Thu Jun 24 19:25:01 CEST 2010

On Thu, Jun 24, 2010 at 11:54 AM, Jeffrey Evans
<Jeffrey.Evans at dartmouth.edu> wrote:
> Like others, I have experienced trouble with estimation of the scale
> parameter using the quasi-distributions in lme4, which is necessary to
> calculate QAICc and rank overdispersed generalized linear mixed models.

> I had several exchanges with Ben Bolker about this early last year after his
> TREE paper came out
> (http://www.cell.com/trends/ecology-evolution/abstract/S0169-5347%2809%29000
> 19-6), and I know it's been discussed on on this list. Has there been or is
> there any potential resolution to this forthcoming in future releases of
> lme4 or lme4a? I run into overdispersed binomial distributions frequently
> and have had to use SAS to deal with them. SAS appears to work, but it won't
> estimate the overdispersion parameter using laplace estimation (only PQL),
> As I understand it, these pseudo-Iikelihoods can't be used for model
> ranking. I don't know why SAS can't/won't, but lme4 will run these
> quasi-binomial and quasi-poisson distributions with Laplace estimation.

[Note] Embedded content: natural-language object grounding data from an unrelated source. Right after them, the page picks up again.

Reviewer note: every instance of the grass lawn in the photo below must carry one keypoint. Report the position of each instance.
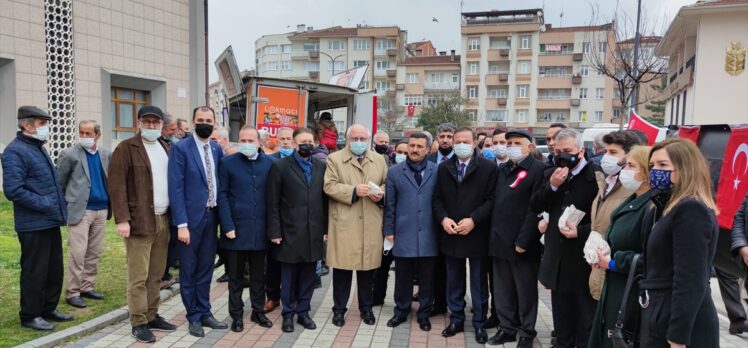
(111, 281)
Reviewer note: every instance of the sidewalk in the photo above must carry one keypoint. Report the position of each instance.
(353, 334)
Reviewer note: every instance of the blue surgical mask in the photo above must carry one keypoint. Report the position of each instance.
(659, 179)
(358, 147)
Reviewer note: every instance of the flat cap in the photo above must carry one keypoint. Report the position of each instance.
(150, 110)
(28, 111)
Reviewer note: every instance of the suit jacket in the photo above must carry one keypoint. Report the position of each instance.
(297, 211)
(188, 185)
(563, 268)
(471, 198)
(75, 179)
(408, 214)
(513, 223)
(130, 185)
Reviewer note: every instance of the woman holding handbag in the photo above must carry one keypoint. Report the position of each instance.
(677, 307)
(624, 235)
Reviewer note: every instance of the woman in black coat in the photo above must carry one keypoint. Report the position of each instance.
(675, 296)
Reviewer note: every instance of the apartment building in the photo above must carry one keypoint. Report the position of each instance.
(518, 71)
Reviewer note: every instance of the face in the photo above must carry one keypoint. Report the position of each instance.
(417, 149)
(285, 139)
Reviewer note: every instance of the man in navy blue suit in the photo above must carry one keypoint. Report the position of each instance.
(193, 196)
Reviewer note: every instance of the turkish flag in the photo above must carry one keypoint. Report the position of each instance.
(733, 178)
(690, 133)
(638, 123)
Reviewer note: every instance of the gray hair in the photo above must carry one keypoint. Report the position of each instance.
(570, 133)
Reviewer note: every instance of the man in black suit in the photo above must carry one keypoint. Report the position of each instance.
(563, 269)
(462, 204)
(515, 242)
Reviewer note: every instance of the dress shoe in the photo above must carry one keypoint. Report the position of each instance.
(38, 323)
(368, 317)
(196, 329)
(76, 301)
(211, 322)
(237, 325)
(92, 295)
(395, 321)
(424, 324)
(160, 324)
(306, 322)
(502, 337)
(271, 305)
(143, 334)
(287, 325)
(56, 315)
(452, 330)
(338, 319)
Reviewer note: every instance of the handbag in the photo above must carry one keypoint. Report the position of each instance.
(620, 337)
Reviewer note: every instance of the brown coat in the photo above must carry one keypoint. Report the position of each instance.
(354, 239)
(131, 186)
(602, 209)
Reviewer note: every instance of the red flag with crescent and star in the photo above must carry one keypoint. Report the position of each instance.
(733, 178)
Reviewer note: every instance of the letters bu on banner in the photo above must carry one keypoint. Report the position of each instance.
(733, 177)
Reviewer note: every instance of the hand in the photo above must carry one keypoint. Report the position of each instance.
(559, 176)
(183, 234)
(123, 229)
(465, 226)
(362, 190)
(449, 226)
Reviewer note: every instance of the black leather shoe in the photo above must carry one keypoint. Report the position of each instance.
(76, 301)
(38, 323)
(368, 317)
(92, 295)
(481, 336)
(160, 324)
(338, 319)
(395, 321)
(287, 324)
(452, 330)
(212, 323)
(502, 337)
(143, 334)
(237, 325)
(260, 319)
(196, 329)
(56, 315)
(306, 322)
(424, 324)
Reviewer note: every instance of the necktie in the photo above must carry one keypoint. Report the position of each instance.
(209, 170)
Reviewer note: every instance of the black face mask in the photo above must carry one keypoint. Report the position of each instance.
(567, 160)
(305, 150)
(203, 130)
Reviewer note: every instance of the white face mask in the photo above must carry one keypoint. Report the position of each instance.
(610, 165)
(628, 180)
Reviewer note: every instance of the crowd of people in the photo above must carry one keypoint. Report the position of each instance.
(625, 246)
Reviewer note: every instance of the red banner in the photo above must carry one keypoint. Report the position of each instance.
(690, 133)
(733, 178)
(638, 123)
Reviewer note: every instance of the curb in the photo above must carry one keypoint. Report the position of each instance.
(92, 325)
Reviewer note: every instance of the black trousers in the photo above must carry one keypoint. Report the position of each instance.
(41, 272)
(407, 267)
(341, 289)
(516, 299)
(235, 263)
(381, 276)
(572, 317)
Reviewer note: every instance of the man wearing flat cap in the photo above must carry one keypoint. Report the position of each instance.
(39, 209)
(140, 201)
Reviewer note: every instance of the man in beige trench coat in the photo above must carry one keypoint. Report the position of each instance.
(355, 221)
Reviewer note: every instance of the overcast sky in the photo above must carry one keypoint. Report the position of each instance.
(240, 22)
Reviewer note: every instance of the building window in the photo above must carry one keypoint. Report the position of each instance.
(125, 106)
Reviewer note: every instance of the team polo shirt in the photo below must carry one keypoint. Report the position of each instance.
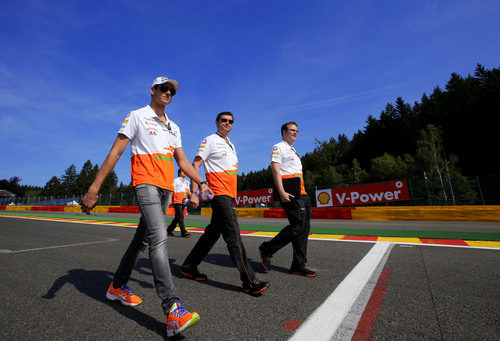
(152, 146)
(291, 167)
(221, 164)
(181, 190)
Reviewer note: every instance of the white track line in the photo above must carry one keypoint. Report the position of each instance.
(348, 327)
(327, 318)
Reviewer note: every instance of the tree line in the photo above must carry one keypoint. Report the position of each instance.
(443, 136)
(71, 183)
(437, 139)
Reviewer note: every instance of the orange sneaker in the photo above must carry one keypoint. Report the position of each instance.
(179, 319)
(123, 294)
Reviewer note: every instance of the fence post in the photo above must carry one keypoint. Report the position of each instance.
(480, 191)
(427, 188)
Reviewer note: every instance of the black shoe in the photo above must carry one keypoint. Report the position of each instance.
(265, 260)
(303, 271)
(193, 273)
(255, 287)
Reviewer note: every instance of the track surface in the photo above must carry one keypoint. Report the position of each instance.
(54, 275)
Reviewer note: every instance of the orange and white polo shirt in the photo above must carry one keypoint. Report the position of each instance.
(221, 164)
(152, 145)
(291, 167)
(181, 190)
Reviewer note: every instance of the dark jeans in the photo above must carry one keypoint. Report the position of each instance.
(153, 203)
(225, 222)
(179, 218)
(298, 212)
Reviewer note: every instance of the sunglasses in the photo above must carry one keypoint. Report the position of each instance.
(164, 88)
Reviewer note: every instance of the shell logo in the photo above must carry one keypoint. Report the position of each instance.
(324, 198)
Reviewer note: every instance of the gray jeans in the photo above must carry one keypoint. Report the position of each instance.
(153, 203)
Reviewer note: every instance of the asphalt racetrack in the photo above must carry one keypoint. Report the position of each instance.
(54, 275)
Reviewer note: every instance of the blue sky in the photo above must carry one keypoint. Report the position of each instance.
(71, 70)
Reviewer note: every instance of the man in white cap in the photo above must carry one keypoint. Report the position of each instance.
(155, 142)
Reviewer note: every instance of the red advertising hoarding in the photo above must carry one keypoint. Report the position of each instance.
(257, 197)
(373, 193)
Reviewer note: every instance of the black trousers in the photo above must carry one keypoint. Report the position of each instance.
(178, 219)
(224, 221)
(298, 212)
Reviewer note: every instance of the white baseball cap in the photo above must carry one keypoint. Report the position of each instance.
(163, 80)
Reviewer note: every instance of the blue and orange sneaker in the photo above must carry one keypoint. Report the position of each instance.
(179, 319)
(123, 294)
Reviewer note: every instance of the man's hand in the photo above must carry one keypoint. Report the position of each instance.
(194, 201)
(286, 197)
(89, 201)
(206, 190)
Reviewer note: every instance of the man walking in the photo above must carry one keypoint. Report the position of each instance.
(181, 192)
(218, 155)
(155, 142)
(289, 182)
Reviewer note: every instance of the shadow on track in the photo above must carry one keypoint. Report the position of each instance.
(94, 284)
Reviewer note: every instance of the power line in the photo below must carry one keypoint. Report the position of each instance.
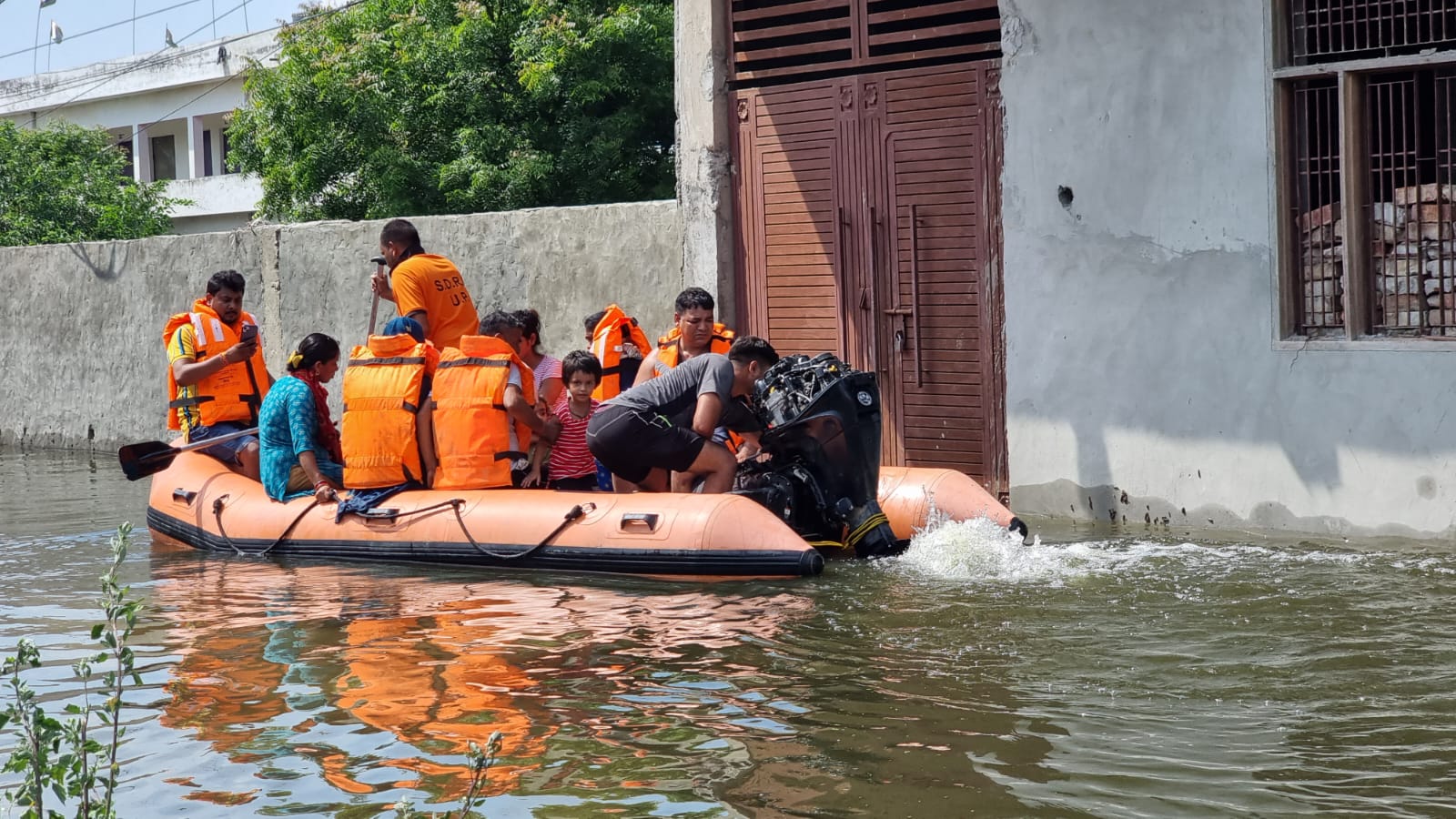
(164, 57)
(135, 18)
(146, 63)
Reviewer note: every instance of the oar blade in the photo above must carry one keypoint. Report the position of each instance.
(146, 458)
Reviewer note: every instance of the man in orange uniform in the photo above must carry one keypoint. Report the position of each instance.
(216, 375)
(616, 339)
(693, 332)
(426, 288)
(484, 410)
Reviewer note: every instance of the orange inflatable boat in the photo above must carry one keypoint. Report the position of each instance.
(820, 491)
(200, 503)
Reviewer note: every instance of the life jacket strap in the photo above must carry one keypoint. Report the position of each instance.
(475, 361)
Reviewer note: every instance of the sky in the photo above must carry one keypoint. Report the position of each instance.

> Is there a workable way to use lme4 for modeling overdispersed binomial
> data?

I have trouble discussing this because I come from a background as a
mathematician and am used to tracing derivations back to the original
definitions.  So when I think of a likelihood (or, equivalently, a
deviance) to be optimized it only makes sense to me if there is a
probability distribution associated with the model.  And for the
quasi-binomial and quasi-Poisson families, there isn't a probability
distribution.  To me that means that discussing maximum likelihood
estimators for such models is nonsense.  The models simply do not
exist.  One can play tricks in the case of a generalized linear model
to estimate a "quasi-parameter" that isn't part of the probability
distribution but it is foolhardy to expect that the tricks will
automatically carry over to a generalized linear mixed model.

I am not denying that data that are over-dispersed with respect to the
binomial or Poisson distributions can and do occur.  But having data
like this and a desire to model it doesn't make the quasi families
real.  In his signature Thierry Onkelinx quotes

The combination of some data and an aching desire for an answer does not
ensure that a reasonable answer can be extracted from a given body of
data.
~ John Tukey

I could and do plan to incorporate the negative binomial family but,
without a definition that I can understand of a quasi-binomial or
quasi-Poisson distribution and its associated probability function,
I'm stuck. To me it's a "build bricks without straw" situation - you
can't find maximum likelihood estimates for parameters that aren't
part of the likelihood.